Some instinct, primal and self-preservatory, compelled Liz to spin back round to face the main room. A lamp was flying at her, trailing its lead like a whiplashing tail. It too was incinerated, as was a portable CD player, a TV, a kettle, a suitcase, assorted crockery, and a fist-sized solid-glass paperweight. Beyond these items the carpet, wall, and curtains were burning now too, the carpet giving off a thick cloud of poisonous black smoke. Liz backed towards the door, head snapping right and left, fire still flowing out of her. It felt both glorious and terrible. As ever she experienced both a sense of delirious freedom and the utter terror of knowing she had unleashed a beast over which she had only minimal control.
A chair hurled itself towards her and became blazing spindles of matchwood. Liz stepped smartly back out of the main room, grabbing the door handle and pulling it shut as she did so. The plastic handle became toffee at her touch. She let it go before it could liquefy and fuse to her skin. Something heavy — some other item of furniture — hit the other side of the door with a shuddering thump. Liz shuddered too and, with a mighty effort, snapped the fire back in to herself. It came in a rippling gush, tingling her nerve endings, making her cry out. For an instant it seemed bigger than she was, too vast to contain.
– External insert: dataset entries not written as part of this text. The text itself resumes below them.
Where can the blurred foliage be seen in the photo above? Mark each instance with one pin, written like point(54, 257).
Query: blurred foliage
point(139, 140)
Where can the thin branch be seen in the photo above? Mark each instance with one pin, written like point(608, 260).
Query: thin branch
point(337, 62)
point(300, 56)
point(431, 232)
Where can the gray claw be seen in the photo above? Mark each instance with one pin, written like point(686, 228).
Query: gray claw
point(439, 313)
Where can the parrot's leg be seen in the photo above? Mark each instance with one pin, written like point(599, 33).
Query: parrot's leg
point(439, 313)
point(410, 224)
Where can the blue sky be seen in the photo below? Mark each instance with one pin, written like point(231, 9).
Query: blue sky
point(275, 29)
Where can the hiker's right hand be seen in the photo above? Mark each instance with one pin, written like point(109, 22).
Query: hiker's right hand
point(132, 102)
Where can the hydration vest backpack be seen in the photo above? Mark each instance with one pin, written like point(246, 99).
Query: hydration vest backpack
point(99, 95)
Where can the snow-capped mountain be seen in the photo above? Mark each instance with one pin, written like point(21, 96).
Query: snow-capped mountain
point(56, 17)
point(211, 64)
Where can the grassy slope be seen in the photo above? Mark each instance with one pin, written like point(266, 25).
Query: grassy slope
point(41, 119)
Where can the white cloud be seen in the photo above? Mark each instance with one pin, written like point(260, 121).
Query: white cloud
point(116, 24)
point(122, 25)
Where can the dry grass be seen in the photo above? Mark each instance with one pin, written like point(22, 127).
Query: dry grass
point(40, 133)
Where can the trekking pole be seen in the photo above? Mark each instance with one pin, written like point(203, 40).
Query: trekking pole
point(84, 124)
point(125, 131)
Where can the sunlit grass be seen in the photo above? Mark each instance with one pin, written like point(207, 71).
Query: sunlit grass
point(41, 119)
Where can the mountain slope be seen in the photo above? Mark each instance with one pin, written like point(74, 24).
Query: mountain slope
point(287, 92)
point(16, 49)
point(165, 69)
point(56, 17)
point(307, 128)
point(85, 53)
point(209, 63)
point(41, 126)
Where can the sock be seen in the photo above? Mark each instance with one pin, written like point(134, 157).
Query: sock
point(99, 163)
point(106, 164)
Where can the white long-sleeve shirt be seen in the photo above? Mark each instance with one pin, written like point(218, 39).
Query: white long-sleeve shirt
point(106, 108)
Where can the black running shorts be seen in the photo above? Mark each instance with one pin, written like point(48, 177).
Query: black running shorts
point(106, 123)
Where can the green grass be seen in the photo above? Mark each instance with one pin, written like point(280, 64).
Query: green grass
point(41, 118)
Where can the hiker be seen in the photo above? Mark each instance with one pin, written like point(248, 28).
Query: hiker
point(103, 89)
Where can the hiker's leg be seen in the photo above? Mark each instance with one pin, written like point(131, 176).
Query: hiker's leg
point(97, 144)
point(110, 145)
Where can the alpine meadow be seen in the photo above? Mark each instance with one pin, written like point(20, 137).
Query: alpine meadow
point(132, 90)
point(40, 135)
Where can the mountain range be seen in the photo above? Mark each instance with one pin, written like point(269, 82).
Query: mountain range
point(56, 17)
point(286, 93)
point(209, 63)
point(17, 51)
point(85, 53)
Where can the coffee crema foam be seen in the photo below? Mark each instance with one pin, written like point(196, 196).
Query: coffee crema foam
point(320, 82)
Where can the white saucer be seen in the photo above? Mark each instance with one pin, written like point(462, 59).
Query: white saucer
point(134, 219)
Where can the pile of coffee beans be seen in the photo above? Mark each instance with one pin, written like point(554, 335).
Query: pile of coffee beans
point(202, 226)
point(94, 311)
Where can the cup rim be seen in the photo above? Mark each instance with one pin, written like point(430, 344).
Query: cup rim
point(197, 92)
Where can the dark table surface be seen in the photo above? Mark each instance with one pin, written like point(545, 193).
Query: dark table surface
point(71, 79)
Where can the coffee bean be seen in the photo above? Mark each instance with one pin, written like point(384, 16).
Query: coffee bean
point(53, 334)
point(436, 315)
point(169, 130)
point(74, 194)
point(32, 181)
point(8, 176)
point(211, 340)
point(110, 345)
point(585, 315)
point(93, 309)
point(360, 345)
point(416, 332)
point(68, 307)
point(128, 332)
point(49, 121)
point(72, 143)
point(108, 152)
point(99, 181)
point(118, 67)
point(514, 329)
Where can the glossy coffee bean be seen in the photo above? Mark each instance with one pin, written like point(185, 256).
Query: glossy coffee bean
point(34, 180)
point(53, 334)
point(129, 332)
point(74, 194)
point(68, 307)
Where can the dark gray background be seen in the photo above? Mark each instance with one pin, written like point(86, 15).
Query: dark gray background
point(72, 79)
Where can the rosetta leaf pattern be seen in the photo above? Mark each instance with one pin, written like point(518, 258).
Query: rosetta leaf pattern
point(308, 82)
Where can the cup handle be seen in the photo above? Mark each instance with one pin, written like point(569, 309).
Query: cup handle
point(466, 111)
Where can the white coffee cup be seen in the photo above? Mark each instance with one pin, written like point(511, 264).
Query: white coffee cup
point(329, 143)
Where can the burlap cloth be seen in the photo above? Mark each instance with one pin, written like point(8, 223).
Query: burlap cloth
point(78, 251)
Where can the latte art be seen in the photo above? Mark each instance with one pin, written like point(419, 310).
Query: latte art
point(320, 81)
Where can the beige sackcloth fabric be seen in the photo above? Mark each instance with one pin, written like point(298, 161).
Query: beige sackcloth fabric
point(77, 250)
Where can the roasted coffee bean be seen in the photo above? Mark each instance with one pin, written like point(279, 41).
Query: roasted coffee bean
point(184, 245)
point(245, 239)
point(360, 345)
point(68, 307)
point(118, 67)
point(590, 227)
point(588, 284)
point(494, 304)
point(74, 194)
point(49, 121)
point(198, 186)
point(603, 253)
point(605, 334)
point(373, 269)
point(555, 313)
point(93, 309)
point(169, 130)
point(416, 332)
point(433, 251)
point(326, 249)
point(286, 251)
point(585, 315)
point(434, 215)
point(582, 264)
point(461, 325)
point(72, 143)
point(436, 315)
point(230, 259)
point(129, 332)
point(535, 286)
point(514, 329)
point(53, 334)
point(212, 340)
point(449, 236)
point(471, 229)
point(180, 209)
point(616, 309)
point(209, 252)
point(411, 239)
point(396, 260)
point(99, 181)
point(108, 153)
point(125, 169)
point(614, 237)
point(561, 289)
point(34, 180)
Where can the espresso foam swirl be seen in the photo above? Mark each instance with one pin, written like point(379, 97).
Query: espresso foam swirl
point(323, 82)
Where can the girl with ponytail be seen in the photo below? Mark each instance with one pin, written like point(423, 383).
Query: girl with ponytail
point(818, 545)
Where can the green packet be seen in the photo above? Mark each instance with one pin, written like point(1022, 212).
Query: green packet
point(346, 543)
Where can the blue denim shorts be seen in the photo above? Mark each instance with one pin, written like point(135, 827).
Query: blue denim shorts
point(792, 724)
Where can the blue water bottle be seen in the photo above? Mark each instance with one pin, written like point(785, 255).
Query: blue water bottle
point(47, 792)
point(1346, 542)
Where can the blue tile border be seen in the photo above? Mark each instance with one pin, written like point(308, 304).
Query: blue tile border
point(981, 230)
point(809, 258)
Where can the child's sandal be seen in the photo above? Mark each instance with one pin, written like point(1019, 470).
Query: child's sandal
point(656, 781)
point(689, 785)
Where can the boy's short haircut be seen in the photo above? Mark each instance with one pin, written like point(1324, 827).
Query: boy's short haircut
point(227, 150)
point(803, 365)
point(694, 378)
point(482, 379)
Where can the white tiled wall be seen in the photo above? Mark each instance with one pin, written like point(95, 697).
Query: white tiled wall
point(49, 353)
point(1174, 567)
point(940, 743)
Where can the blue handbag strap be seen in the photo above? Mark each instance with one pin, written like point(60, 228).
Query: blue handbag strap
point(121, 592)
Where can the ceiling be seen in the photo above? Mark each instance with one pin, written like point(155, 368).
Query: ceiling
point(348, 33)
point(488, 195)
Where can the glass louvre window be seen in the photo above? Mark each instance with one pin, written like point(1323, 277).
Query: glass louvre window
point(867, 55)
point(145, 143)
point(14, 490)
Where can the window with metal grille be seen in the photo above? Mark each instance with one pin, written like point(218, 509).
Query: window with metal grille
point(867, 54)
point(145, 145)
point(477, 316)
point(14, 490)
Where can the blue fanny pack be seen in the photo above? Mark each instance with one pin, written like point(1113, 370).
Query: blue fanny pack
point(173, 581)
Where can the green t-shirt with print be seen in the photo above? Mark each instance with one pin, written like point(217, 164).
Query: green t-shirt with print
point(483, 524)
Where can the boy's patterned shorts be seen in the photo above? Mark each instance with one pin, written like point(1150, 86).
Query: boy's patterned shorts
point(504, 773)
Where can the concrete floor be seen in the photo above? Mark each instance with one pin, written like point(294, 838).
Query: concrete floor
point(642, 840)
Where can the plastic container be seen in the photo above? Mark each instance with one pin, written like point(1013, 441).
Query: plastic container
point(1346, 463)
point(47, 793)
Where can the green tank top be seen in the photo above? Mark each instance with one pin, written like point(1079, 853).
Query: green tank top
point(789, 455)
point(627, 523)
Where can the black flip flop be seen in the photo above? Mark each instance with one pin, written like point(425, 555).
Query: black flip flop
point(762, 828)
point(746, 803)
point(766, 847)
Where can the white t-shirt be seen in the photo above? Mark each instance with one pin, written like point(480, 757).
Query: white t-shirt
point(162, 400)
And then it was gone. She blinked and placed one hand on top of the other. Her flesh was cool.
As always after using her gift, she felt alert, her senses temporarily heightened. She turned quickly. Richard was halfway along the corridor, pressed against the wall, gaping at her. Nimble as a cat, she padded towards him.
“Set off any alarms you can find while I call the fire brigade,” she said, pulling her phone out of her belt.
His eyes were wide with fear and awe. “Then what?” he asked.
“Then we do what we can to get everyone out of here before the whole damn building goes up.”